General powers of an Adjudicator in making an order:

Section 276(1) of the Act provides that an adjudicator may make an order that is just and equitable in the circumstances (including a declaratory order) to resolve a dispute, in the context of a community titles scheme, about –

a)a claimed or anticipated contravention of the Act or the community management statement; or
b)the exercise of rights or powers, or the performance of duties, under this Act or the community management statement; or
c)a claimed or anticipated contractual matter about –
(i)the engagement of a person as a body corporate manager or service contractor for a community titles scheme; or
(ii)the authorisation of a person as a letting agent for a community titles scheme.

An order may require a person to act, or prohibit a person from acting, in a way stated in the order (section 276(2) of the Act). An adjudicator’s order may contain ancillary or consequential provisions the adjudicator considers necessary or appropriate (section 284(1) of the Act).
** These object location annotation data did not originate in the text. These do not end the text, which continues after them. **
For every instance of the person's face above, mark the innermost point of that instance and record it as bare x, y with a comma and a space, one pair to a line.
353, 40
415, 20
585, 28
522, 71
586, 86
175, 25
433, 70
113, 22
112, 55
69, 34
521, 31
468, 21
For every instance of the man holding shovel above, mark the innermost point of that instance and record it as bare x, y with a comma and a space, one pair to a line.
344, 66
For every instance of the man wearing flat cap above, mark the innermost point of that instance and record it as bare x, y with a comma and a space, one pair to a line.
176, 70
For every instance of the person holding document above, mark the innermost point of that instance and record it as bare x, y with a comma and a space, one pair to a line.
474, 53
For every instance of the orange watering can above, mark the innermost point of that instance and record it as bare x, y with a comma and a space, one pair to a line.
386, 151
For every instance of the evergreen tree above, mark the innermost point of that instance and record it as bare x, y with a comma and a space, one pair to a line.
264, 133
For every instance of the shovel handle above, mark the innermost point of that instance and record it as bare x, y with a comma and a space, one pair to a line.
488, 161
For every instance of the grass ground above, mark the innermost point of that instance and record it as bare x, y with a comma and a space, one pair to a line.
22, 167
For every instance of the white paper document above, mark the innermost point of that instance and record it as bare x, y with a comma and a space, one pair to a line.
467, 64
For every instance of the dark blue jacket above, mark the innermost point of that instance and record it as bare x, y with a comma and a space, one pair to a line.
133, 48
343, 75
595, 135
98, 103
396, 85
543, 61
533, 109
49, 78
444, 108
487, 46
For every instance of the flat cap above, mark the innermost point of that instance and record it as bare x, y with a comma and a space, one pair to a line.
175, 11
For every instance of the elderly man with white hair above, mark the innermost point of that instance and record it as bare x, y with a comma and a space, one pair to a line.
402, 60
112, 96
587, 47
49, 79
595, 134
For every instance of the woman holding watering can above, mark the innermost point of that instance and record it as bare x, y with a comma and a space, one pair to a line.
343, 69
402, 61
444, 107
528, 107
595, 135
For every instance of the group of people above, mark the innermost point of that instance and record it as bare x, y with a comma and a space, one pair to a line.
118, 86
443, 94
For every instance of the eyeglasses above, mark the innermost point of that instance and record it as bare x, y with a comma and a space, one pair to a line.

APPLICATION AND SUBMISSIONS:
Under section 243 of the Act, a copy of the application was provided to the respondent body corporate (committee) and to all other owners, with an invitation to each to respond to the matter of dispute raised in the application. The respondent committee made no submission, though the secretary Janette Laver made a submission as a co-owner of Lot 3 in favour of the application by Goetz. Both Laver and Goetz voted in favour of the $500 contribution motion at the annual general meeting, but were outvoted by Naismith of Lot 1, Bourke of Lot 4 and Nelson of Lot 6. The owner of Lot 2, Coral Foster, was unable to attend the AGM or give her proxy, but has made a submission saying that she would have voted in favour of the increased contribution.

The applicant did not view the submissions in order to lodge a written reply if felt necessary (see sections 244 and 246 of the Act).

The brief facts of the matters are as follows.

A report by Mark Wichlinski Consulting Engineers Pty Ltd dated 23 May 2003, based on an inspection of the scheme building, recommends certain work being carried out on a building that is now some 28 years old. The recommendations are for the following work: rectify the rusting roof areas; comprehensive replacement of much of the first floor balcony; repairs to the stairs leading to the same balcony; check and treat rust in carport structure; and the filling of a hole at the southern end of the property to prevent subsidence.

At the AGM held on 29 November 2003 a motion to increase the sinking fund contribution from $150 per lot per annum to $500, was defeated. The applicant states that this is the least amount necessary to attend to the major structural repair work to the "front street side balcony".

Apart from the matters referred to in the engineer’s report, the applicant says the building has not been painted for some 8 years and it must be done in the near future.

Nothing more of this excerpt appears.